Social reporter for the NZ Herald, Simon Collins, highlighted this phenomenon last year when interviewing mothers on the DPB in South Auckland:
“Connie Raiwhara, who runs the Pikorua community house where Ms Heremaia attends a sewing class, said many sole parents had no qualifications and would not give up the benefit for a minimum-wage job.
A sole parent with three young children paying the $332 average rent for a three-bedroom house in Papakura would get $206 in family support and $165 in accommodation supplement on top of the $278 DPB, a total of $649 a week.
"A lot of our solo parents get well in the $700s. They are not going to go from $700 to $400," Ms Raiwhara said.”
9. Recommends…Adequate income support, including income support at a level which enables people to meet their basic needs and to participate fully in community life.

OECD research has shown that raising benefit levels results in more workless households. European and US research shows that raising single parent benefits results in more unmarried births.

10. Recommends… Restoring Training Incentive Allowance (TIA) at degree level

The Treasury Report to the WWG found that the TIA may actually have resulted in people staying on benefit longer.

11. Recommends…Removal of financial sanctions - The benefit system is already paid below the poverty line; cutting family incomes further by sanctioning their benefits is not in the best interests of children.

Without sanctions any attempts to impose reciprocal obligations (an important tenet of charitable giving) will be unworkable. It is not in the “best interests of children” when their parents have no conditions put on receipt of welfare. For instance the WWG recommended that where drug abuse is preventing employment a beneficiary must accept, where available, treatment. It is not in the “best interests of children” to have a parent who is abusing alcohol or drugs.

12. The Welfare Working Group was established in April 2010 to “conduct a fundamental review of New Zealand’s welfare system and to make practical recommendations on how to improve economic and social outcomes for people on a benefit and New Zealanders as a whole”. In August 2010, the Welfare Working Group published "Long-Term Benefit Dependency: The Issues". In late November 2010, the Welfare Working Group completed an “Options Paper”.

Both reports are notable for their misuse of data and ideologically loaded language while ignoring the reality and causes of unemployment in New Zealand today. The Welfare Working Group has manufactured a crisis that doesn’t exist and painted a picture of ‘long term welfare dependency’ that is just not reality.

There is a crisis in our country but it's not a crisis of welfare dependency. It's a crisis of a depressed economy and failed economic policies – that do not treat full employment as a goal – causing many tens of thousands of New Zealanders to face a precarious existence with either no work or poorly paid, insecure work.

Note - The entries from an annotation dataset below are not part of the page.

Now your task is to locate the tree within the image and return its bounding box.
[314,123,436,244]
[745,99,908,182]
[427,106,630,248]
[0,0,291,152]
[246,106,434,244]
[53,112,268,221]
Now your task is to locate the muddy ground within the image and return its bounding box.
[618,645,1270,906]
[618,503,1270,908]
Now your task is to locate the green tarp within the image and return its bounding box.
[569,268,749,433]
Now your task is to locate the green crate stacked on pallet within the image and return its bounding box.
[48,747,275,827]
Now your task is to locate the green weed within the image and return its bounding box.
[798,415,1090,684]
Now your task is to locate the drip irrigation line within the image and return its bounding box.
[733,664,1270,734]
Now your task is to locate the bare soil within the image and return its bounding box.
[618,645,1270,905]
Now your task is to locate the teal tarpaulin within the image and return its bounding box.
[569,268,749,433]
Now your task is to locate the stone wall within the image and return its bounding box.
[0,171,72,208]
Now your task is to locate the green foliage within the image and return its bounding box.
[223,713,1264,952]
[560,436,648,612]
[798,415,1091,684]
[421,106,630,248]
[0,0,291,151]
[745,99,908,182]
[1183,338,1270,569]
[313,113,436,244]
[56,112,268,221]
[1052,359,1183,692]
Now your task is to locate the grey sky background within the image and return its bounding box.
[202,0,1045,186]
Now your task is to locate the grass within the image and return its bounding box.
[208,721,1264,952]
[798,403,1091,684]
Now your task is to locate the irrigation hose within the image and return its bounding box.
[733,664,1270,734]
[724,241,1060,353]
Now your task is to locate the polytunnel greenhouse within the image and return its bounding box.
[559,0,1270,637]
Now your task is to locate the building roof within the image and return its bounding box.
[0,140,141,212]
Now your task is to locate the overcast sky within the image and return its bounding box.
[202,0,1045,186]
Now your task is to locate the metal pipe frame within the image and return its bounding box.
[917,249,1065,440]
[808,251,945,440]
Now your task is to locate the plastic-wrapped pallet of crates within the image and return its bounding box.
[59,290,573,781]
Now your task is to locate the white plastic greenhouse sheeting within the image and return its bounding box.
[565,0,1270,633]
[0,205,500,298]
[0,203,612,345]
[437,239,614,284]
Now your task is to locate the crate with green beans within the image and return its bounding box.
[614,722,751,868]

The Methodist Mission accuses the WWG of misuse of data with no evidence to support this claim. They have themselves wilfully misrepresented the current situation in New Zealand by selective use of data. The WWG group was tasked with examining long-term welfare dependency which exists mainly among domestic purposes, sickness and invalid beneficiaries, not those on unemployment benefits. In its own report to the WWG, Treasury found that the benefit with the most potential for reform was the DPB followed by the Invalid’s benefit.

13. Finally the Mission urges its members to:

Write a letter to the editor of your local paper. Challenge ill-informed criticisms of beneficiaries and welfare support.

The Christchurch Methodist Mission should itself have become better acquainted with the ‘facts’ about long-term dependence before launching an attack on the work of a group which had at their disposal the best advice and data available from MSD, Treasury, the OECD and many other experts in their fields. Instead it has produced an emotive, misleading and somewhat pathetic piece of propaganda that will do nothing to improve the lives of those people welfare reform is intended to help.